Amantadine, a non-competitive N-methyl-D-aspartate (NMDA) receptor antagonist, for presenting inhibitory properties in the modulation of the visceral nociceptive stimulus, it is believed that it presents a safe and effective alternative for the control of postoperative pain. In this way, the objective was to evaluate the preemptive effect of amantadine as an adjunct to postoperative analgesia of ovariohysterectomy in dogs. Twenty non-breed bitches, aged between 1.5 and 8 years. The animals received meperidine as preanesthetic medication (3 mg / kg / IM). After 10 minutes, anesthesia was induced with propofol (5mg / kg / IV) followed by anesthetic maintenance of isoflurane.
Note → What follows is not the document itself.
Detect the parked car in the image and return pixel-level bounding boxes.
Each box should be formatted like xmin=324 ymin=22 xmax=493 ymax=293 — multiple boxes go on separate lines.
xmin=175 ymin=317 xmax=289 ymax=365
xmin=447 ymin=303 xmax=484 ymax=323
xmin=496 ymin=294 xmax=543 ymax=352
The animals were randomly divided into two groups (n = 10) and received the following treatments: GC - standard anesthetic protocol and oral placebo capsules; GA - standard anesthetic protocol, and amantadine (5mg / kg / VO) half an hour before MPA. The moments evaluated during the intraoperative period were: M0 (before MPA); M1 (before the beginning of the surgical procedure); M2 (incision of the abdominal musculature); M3 (after clamping of the left pedicle); M4 (after clamping of the right pedicle); M5 (after ligature in the body of the uterus); M6 (abdominal muscle suture) and M7 (at the end of surgery). In the course of these moments there were monitoring of: FC, f, SatO2, ETCO2, ETIso, body T ° by means of esophageal thermometer, SBP, MAP and PAD. The pain evaluation, using the scores, was performed every hour, totaling 06 hours, after extubation. The degrees of analgesia and sedation were evaluated through four scales: Analogical Visual Scale and Dynamic Scale; Composite Glasgow Modified Scale; Numerical Rate Scale Sizing, Simple Descriptive Scale. And for nociceptive mechanical threshold, digital analgesimeter, model EFF 301 (Insight, Brazil). It was concluded that preoperative amantadine administration was effective for postoperative analgesia, improving patient comfort and reducing the need for analgesic rescues.